Bailed-out insurer AIG ended the year on a strong note, earning income of $11.2 billion in the fourth quarter. Most of the profits came from selling and spinning off various business units, primarily two of its life insurance businesses.
Last month American International Group Inc. laid the groundwork to start repaying the American taxpayer. A symbol of the excessive risk that led to the financial crisis, AIG was bailed out by the U.S. government in a package that totaled $182 billion. In January, AIG paid back a portion of the government's loans and renegotiated the rest of the package which led the government to own a 92 percent stake in AIG. The government plans to start selling those shares over the next two years.
AIG earned $16.60 per share in the fourth quarter, the company reported Thursday. In the same period last year, the company reported a loss of $8.87 billion, or $65.51 per share. For the full year, AIG reported net income of $7.8 billion.
The insurance giant's profit came from gains of $17.6 billion primarily from an initial public offering of AIA Group, a Hong Kong unit and from the sale of American Life Insurance Company. These two sales were key elements in the company's ability to raise cash to restructure its bailout terms with the government.

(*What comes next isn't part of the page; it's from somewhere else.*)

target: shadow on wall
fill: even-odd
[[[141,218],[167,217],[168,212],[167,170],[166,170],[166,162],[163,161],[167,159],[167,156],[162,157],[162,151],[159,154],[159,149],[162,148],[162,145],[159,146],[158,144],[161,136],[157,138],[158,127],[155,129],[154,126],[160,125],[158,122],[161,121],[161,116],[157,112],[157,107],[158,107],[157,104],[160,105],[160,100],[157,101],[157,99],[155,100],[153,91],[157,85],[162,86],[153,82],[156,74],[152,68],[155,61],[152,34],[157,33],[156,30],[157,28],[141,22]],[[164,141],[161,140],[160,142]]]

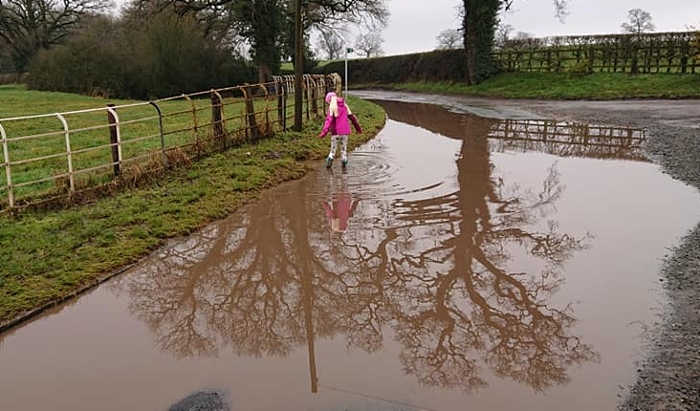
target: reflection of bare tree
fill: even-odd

"We completed several key restructuring milestones in the quarter," AIG's chief executive, Robert Benmosche, said in a statement. Benmosche will discuss the company's performance and its outlook for the coming year in a conference call Friday morning, the company's first earnings call in two years.
Investors still have concerns about AIG's ability to generate future earnings. Two weeks ago, the company announced an addition of $4.2 billion to loss reserves at Chartis, its property and casualty insurance business. Chartis is one of AIG's main business lines and its performance is key to the successful sale of AIG shares by the government.
"Just when we're expecting progress, the first data point that we see from the company is a $4 billion charge which raises a big question mark," said Paul Howard, director of research at Solstice Research.
Fitch Ratings lowered its ratings on some of AIG's insurance subsidiaries after the announcement came out.
Howard said that AIG is adding to reserves at a time when rivals Travelers Cos. and Chubb Corp. are doing the opposite: taking money out of their reserves because of lower expected losses. Shares of Travelers and Chubb are trading near 52-week highs, while AIG shares are down 16 percent since the beginning of this year.
Despite those concerns, AIG's quarterly and full-year profit mark a strong turnaround for the company. AIG became a symbol of lax regulation and excess risk on Wall Street during the financial crisis that crested in late 2008.
AIG had written insurance on the value of hundreds of billions in mortgage investments held by financial institutions. When the investments lost value, AIG could not afford to make good on its contracts. Finally, it had to take the government's help to help stay out of bankruptcy.